Una storia che va raccontata

Era il 2009. O forse i primi mesi del 2010.

Faceva freddo, questo me lo ricordo.

Lavoravo come libera professionista con la Rosi. A Milano. In un consultorio accreditato.

Ci chiama Silvia. Una nostra mamma affezionata.

Suo marito, Ugo, è da tempo ricoverato al centro NEMO di Niguarda, per SLA. 

“Rosi! Irene! Nella stanza a fianco al mio Ugo c’è un fiocco rosa!! Hanno bisogno di voi! Qui nessuno sa di neonati! Venite!”

Vado.

Tram. 

Attraverso Niguarda mentre mi chiedo cosa mai troverò, chi incontrerò.

Mi accoglie Gerardo, il neopapà. E mi presenta Jessica, sua moglie. 

Immobile su una sedia a rotelle per una distrofia muscolare. Può spostare solo le braccia muovendosi sui pollici. E il viso. Parla e sorride. Stop.

Sono emozionati. Da qualche giorno è nata la loro Rachele.

Eccola. Dorme. 

“Ditemi. Di cosa avete bisogno?” chiedo io.

“Rachele non mangia. Non cresce. Non beve il biberon. 

Mi hanno dimessa dall’ostetricia perché potessi tornare qui a curare la distrofia, dicendomi che non avevo latte, che la bambina era calata di peso e che dovevo solo darle l’artificiale. 

Ma Rachele non si sveglia. Non mangia. Mai.”

Sembrava morta. La prendo in braccio, le parlo, la spoglio per svegliarla, provo a lavarla, a cambiarle il pannolino, a darle del latte con il biberon con un po’ di decisione… 

Niente. Dorme. 

Molle. Disidratata. Debole. 

Allora chiedo “Ma Jessica tu l’hai presa in braccio?”

Mi risponde “solo appena nata, me l’hanno messa sul petto, ma poi nessuno mi ha mai aiutata.. Sai me la deve tenere qualcuno..”

Le tocco il seno. Marmo. Gonfio di latte.

Allora prendo Rachele e la avvicino alla sua mamma. 

Lei, di colpo, si sveglia, spalanca gli occhi. Due fanali. 

E apre la bocca cercando di succhiare. 

Non me lo faccio ripetere due volte, la sorreggo e la gliela attacco al seno. 

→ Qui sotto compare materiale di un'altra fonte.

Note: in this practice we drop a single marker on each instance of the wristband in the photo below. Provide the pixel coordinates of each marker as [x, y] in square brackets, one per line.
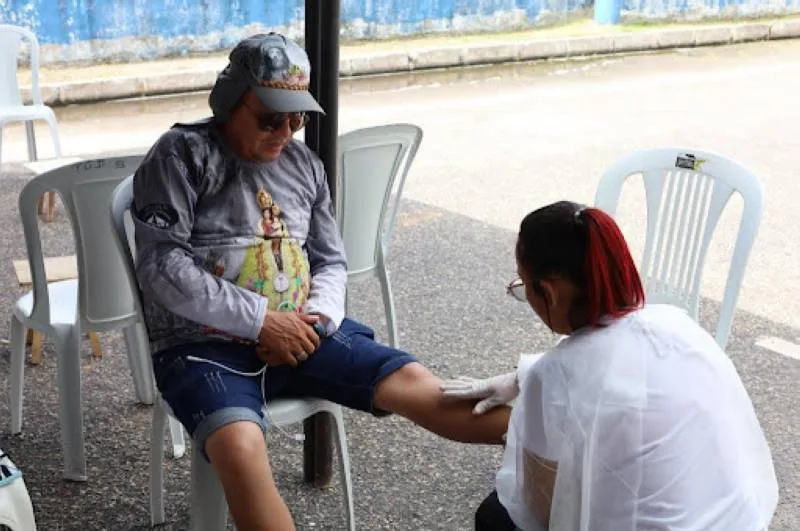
[320, 330]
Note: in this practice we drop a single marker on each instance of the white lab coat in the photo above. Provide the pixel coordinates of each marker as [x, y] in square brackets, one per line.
[650, 427]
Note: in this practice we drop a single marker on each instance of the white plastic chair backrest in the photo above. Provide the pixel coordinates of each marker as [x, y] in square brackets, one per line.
[121, 201]
[10, 43]
[105, 301]
[371, 170]
[686, 192]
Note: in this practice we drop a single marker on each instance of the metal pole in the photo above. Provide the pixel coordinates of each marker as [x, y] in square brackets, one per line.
[322, 46]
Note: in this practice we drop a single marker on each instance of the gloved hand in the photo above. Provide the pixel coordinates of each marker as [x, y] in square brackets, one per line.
[494, 391]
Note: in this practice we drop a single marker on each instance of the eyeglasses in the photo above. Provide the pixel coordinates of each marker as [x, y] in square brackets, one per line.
[272, 121]
[516, 289]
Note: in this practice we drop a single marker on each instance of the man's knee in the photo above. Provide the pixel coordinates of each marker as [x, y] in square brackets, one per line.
[409, 385]
[236, 442]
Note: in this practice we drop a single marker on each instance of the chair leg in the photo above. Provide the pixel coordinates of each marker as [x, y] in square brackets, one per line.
[17, 376]
[30, 135]
[70, 410]
[140, 363]
[208, 508]
[388, 302]
[176, 436]
[157, 465]
[52, 123]
[344, 465]
[36, 347]
[94, 341]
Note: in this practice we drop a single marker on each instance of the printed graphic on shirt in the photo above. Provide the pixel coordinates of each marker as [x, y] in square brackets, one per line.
[276, 266]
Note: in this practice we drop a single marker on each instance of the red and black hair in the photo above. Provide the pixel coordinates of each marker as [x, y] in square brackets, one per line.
[585, 246]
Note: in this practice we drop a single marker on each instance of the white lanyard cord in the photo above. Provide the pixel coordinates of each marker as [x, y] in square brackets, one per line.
[299, 437]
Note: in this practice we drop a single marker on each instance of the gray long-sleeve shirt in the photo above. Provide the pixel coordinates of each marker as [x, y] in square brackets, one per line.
[220, 240]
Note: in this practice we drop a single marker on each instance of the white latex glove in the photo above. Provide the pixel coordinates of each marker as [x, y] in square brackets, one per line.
[494, 391]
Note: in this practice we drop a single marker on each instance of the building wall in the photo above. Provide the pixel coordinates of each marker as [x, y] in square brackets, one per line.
[92, 30]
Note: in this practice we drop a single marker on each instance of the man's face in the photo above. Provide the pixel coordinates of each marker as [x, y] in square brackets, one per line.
[257, 133]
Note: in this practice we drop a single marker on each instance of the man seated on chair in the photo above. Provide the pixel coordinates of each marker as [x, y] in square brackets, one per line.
[242, 268]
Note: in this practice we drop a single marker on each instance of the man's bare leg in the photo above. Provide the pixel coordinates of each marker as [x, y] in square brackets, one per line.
[238, 454]
[413, 392]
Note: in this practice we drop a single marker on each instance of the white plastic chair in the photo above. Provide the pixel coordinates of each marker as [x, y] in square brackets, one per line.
[209, 511]
[372, 167]
[98, 300]
[12, 108]
[686, 192]
[16, 510]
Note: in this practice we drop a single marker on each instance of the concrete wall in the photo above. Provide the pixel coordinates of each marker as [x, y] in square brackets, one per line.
[94, 30]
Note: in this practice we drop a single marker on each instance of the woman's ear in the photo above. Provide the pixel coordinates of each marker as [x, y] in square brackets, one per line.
[548, 291]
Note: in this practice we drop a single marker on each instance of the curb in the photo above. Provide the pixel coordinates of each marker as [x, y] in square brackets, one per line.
[444, 57]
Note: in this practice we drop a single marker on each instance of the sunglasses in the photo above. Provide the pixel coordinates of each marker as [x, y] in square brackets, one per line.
[516, 289]
[272, 121]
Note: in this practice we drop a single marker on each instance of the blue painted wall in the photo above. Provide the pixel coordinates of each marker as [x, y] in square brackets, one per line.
[98, 29]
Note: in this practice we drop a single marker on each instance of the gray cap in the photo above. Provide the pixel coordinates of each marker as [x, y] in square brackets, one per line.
[275, 67]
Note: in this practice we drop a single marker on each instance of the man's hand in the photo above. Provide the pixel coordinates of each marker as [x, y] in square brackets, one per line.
[494, 391]
[287, 338]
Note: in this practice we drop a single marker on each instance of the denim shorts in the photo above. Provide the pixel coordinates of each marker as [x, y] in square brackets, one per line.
[346, 369]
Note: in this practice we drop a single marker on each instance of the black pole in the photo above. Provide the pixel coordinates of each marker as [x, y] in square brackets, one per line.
[322, 46]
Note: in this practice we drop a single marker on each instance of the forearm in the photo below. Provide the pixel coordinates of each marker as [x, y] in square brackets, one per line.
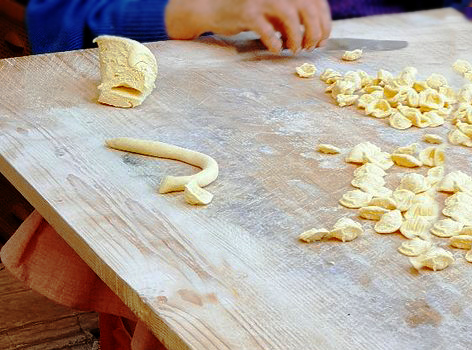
[187, 19]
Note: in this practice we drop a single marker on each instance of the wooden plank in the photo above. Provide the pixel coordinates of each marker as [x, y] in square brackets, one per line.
[233, 275]
[13, 210]
[30, 321]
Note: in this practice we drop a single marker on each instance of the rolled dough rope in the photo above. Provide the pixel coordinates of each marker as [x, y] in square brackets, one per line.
[208, 165]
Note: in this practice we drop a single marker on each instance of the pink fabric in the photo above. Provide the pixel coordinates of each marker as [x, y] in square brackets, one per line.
[38, 256]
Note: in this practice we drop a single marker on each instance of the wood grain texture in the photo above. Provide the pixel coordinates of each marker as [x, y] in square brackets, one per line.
[31, 321]
[233, 275]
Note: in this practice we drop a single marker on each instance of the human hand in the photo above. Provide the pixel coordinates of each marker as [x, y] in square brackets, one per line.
[304, 24]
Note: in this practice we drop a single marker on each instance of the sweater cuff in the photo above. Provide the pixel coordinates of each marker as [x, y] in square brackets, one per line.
[143, 20]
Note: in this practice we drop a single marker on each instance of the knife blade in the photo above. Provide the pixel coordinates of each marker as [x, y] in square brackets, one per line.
[338, 44]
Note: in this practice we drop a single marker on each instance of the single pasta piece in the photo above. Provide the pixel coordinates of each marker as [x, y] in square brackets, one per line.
[415, 227]
[346, 100]
[461, 241]
[327, 149]
[196, 195]
[372, 212]
[435, 81]
[346, 230]
[435, 174]
[432, 156]
[329, 76]
[399, 121]
[403, 199]
[447, 228]
[206, 176]
[315, 234]
[128, 71]
[410, 149]
[468, 256]
[389, 222]
[406, 160]
[415, 183]
[352, 55]
[306, 70]
[415, 247]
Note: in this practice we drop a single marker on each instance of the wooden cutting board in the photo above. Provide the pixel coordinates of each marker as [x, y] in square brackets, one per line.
[233, 275]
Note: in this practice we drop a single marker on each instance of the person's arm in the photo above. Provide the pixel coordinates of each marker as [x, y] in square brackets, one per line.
[265, 17]
[61, 25]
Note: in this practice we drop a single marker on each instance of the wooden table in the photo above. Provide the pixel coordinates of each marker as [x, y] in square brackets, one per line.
[233, 275]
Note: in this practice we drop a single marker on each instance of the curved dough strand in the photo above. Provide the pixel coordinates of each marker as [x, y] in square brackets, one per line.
[208, 165]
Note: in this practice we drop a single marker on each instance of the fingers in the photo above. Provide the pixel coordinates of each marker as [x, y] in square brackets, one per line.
[287, 16]
[268, 34]
[325, 20]
[316, 18]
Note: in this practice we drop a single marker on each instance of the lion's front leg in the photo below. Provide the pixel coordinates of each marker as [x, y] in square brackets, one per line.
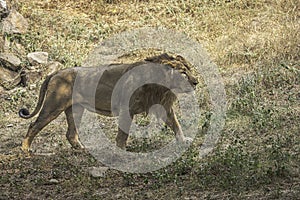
[173, 123]
[123, 129]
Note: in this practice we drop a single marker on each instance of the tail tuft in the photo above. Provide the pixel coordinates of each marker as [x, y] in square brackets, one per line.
[24, 113]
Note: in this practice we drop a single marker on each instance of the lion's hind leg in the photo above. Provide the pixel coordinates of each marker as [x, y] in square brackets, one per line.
[173, 123]
[74, 115]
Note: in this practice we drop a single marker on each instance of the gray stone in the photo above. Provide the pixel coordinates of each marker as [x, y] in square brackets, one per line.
[3, 9]
[53, 67]
[9, 79]
[53, 181]
[33, 76]
[38, 58]
[2, 43]
[14, 23]
[97, 171]
[10, 61]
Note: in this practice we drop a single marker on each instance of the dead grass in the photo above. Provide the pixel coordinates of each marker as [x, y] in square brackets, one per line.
[256, 46]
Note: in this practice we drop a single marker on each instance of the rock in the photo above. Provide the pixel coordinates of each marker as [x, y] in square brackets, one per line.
[97, 172]
[10, 61]
[38, 58]
[53, 181]
[2, 43]
[3, 9]
[9, 79]
[32, 76]
[14, 23]
[2, 91]
[53, 67]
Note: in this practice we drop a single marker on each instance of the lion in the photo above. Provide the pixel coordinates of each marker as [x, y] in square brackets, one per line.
[67, 91]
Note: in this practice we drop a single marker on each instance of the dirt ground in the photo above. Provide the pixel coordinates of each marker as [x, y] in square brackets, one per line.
[255, 45]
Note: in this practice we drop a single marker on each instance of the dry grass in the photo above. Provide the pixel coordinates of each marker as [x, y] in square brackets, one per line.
[256, 45]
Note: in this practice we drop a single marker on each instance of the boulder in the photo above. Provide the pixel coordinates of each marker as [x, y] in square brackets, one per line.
[14, 23]
[97, 172]
[3, 9]
[2, 43]
[53, 67]
[10, 61]
[31, 76]
[9, 79]
[38, 58]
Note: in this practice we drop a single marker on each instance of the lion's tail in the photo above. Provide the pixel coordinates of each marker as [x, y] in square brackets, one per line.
[24, 113]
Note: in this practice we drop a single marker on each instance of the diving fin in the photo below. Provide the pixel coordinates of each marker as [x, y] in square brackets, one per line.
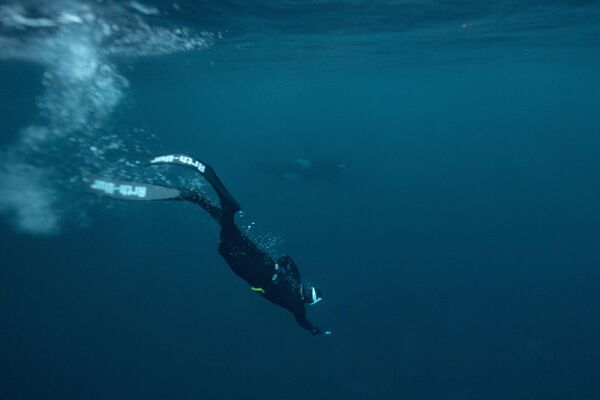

Rachele succhia, prima piano, debole, poi sempre più vigorosa, regolare, ritmica. Mangia!

Jessica: un fiume di lacrime. E un fiume di latte! 

Dall’altro seno scende una gran quantità  di latte!!

Gerardo non sa più dove guardare. Commosso. Se Rachele, sua figlia che finalmente mangia (e dalla sua mamma!), o se Jessica, sua moglie, che finalmente ride e gode dell’essere mamma!

Io piango. Ma chi mi conosce sa che non è una novita.

E insegno a Gerardo ad attaccare Rachele al seno di Jessica. 

E a gestire la montata lattea, le poppate, a prevenire e curare ingorghi ragadi e mastiti.

Torno anche il giorno dopo. E Rachele bella sveglia, mangia e ci fa tutti contenti aumentando di peso con il solo latte della sua mamma, in un solo giorno. Racconto loro tutto ciò che so del mio mestiere, per aiutarli, e li metto in contatto con un pediatra bravissimo: stanno per ripartire per casa loro, vicino a Reggio Emilia.

Li saluto con tutta la mia e la loro commozione. 

Quel pediatra, una volta, mesi e mesi dopo, incontrato ad un convegno mi racconta che Rachele è stata allattata così, da sua mamma e da suo papà, per molti mesi, cinque credo. 

Non ho mai più avuto loro notizie. 

Ma li porto nel cuore, come la storia più preziosa che ho da raccontare.

Ve la regalo.
A presto, 

Ire

Un pensiero su “Una storia che va raccontata

  1. Che storia commovente!!! ❤
    Ero amica di Ugo, ai tempi dell'università; non appena ho letto "Silvia" nel tuo post, già sapevo che era lei…
    Grazie per aver condiviso con noi questa bellissima storia di vita vissuta.